Our data demonstrate that the trafficking of PLP in oligodendrocytes is under neuronal control. PLP is initially targeted to LEs/Ls by using a cholesterol-dependent and clathrin-independent endocytosis pathway. The situation changes dramatically upon receiving maturation signals from neurons. PLP is then redistributed from LEs/Ls to the plasma membrane. We provide evidence that the developmental regulation of PLP localization occurs by the down-regulation of endocytosis and by the transport from LEs/Ls to the cell surface.
The regulation of the transport of PLP is strikingly similar to the trafficking of MHC-II in dendritic cells (Mellman and Steinman, 2001
). Immature dendritic cells have a high rate of endocytosis and target MHC-II to lysosomes (Pierre et al., 1997
). After exposure to inflammatory mediators, the endocytosis of MHC-II is reduced, and the transport of MHC-II from lysosomes to the cell surface is triggered (Kleijmeer et al., 2001
; Boes et al., 2002
; Chow et al., 2002
). The transport pathway of PLP from LEs/Ls can also be related to the release of secretory lysosomes from hematopoietic cells. However, unlike the classic secretory lysosomes that are specialized to release luminal content, oligodendrocytes mainly transport membrane, and this may occur without significant extracellular release of lysosomal content, as is the case for dendritic cells (Kleijmeer et al., 2001
; Trombetta et al., 2003
). For oligodendrocytes, LE/L compartments may be particularly useful as storage compartments, as they are able to harbor large amounts of membrane in a multilamellar and multivesicular fashion for myelin biogenesis. In most cells, however, the majority of molecules that localizes to internal vesicles of the endosomal system are destined for lysosomal degradation. This raises the question of how PLP survives in an environment where protein degradation usually occurs. One possibility is that immature oligodendrocytes have specialized LEs/Ls with low proteolytic capacity. Our unpublished observation that the vesicular stomatitis virus glycoprotein accumulates undegraded in LEs/Ls of Oli-neu cells supports this notion. In dendritic cells, for example, lysosomal proteolysis is regulated in a developmentally linked fashion (Trombetta et al., 2003
; Delamarre et al., 2005
). Another possibility is that PLP is poorly degradable and, therefore, accumulates within LEs/Ls. A second issue is how PLP escapes from a compartment associated with the limited capacity for membrane recycling. Previous work has provided evidence that not all intralumenal membranes of LEs/Ls are destined for lysosomal degradation. It has been suggested that some vesicles may undergo back fusion with the limiting membrane, and, in some instances, this membrane is sorted via tubulovesicles to the plasma membrane (Kleijmeer et al., 2001
; Boes et al., 2002
; Chow et al., 2002
; Abrami et al., 2004
; Le Blanc et al., 2005
). Whether PLP is sorted by back fusion and tubules to the surface of oligodendrocytes are issues that have to be addressed in future studies. It is important to note that the accumulation of PLP at the surface of the plasma membrane after the receipt of maturation signals most likely reflects the contribution of multiple factors. Our finding that the endocytosis of PLP is reduced after receiving signals from neuronal cells suggests that the regulation of endocytosis may play an essential role in this process. It will be interesting to elucidate the molecular mechanisms of how neurons control the rate of endocytosis in oligodendrocytes. One attractive possibility is that the endocytic activity is controlled by the RhoA GTPase.

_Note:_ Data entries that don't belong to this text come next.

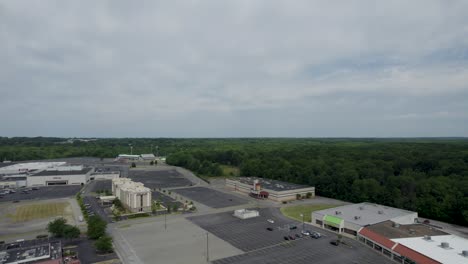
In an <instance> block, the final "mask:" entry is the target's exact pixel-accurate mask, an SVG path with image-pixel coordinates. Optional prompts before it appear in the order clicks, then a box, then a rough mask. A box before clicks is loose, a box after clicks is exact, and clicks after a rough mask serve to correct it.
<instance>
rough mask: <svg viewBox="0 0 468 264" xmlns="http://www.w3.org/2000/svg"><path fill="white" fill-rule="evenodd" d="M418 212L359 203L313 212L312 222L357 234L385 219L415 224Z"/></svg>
mask: <svg viewBox="0 0 468 264" xmlns="http://www.w3.org/2000/svg"><path fill="white" fill-rule="evenodd" d="M417 218H418V213H416V212H411V211H407V210H403V209H398V208H393V207H389V206H384V205H379V204H373V203H359V204H349V205H344V206H339V207H335V208H330V209H325V210H320V211H315V212H312V223H313V224H316V225H319V226H321V227H322V228H326V229H329V230H332V231H334V232H337V233H346V234H349V235H353V236H356V235H357V232H358V231H359V230H360V229H361V228H362V227H365V226H369V225H374V224H377V223H381V222H384V221H388V220H390V221H392V222H395V223H398V224H413V223H415V222H416V220H417Z"/></svg>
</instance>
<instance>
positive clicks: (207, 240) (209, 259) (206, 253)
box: [206, 232, 210, 262]
mask: <svg viewBox="0 0 468 264" xmlns="http://www.w3.org/2000/svg"><path fill="white" fill-rule="evenodd" d="M206 262H210V255H209V251H208V232H206Z"/></svg>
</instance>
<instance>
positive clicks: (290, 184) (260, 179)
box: [231, 177, 313, 191]
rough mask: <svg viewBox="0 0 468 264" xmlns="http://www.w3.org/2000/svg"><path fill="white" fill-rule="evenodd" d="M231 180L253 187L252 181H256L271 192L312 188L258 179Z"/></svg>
mask: <svg viewBox="0 0 468 264" xmlns="http://www.w3.org/2000/svg"><path fill="white" fill-rule="evenodd" d="M231 180H234V181H239V182H241V183H245V184H249V185H253V182H254V180H258V182H259V183H260V185H261V186H262V188H263V189H267V190H273V191H289V190H296V189H304V188H313V186H307V185H301V184H295V183H289V182H283V181H278V180H270V179H264V178H258V177H237V178H231Z"/></svg>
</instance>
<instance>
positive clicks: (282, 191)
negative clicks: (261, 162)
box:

Importantly, not all myelin components were found to be internalized into LEs/Ls. Although PLP and cholesterol resided in LEs/Ls, myelin basic protein and galactosylceramide were mainly found in or at the plasma membrane (unpublished data). The differential compartmentalization of myelin components before the onset of myelination might be a mechanism to prevent premature and inappropriate assembly. Our results suggest that an external soluble factor regulates myelin membrane assembly by controlling the trafficking of PLP to and from the surface of the cell. Among the many potential candidates are soluble mediators such as neurotrophins, neuregulin, or adenosine that can now be tested with the described experimental system (Barres and Raff, 1999
; Fields and Stevens-Graham, 2002
Together, our findings reveal an unexpected and novel role of LEs/Ls in oligodendrocytes. It provides a striking example of how cell-to-cell communication regulates trafficking to and from a cellular compartment to guide the development of a multicellular tissue. The proposed role of LEs/Ls in myelin biogenesis may help to explain the cellular mechanisms of dysmyelination that is observed in many lysosomal storage diseases.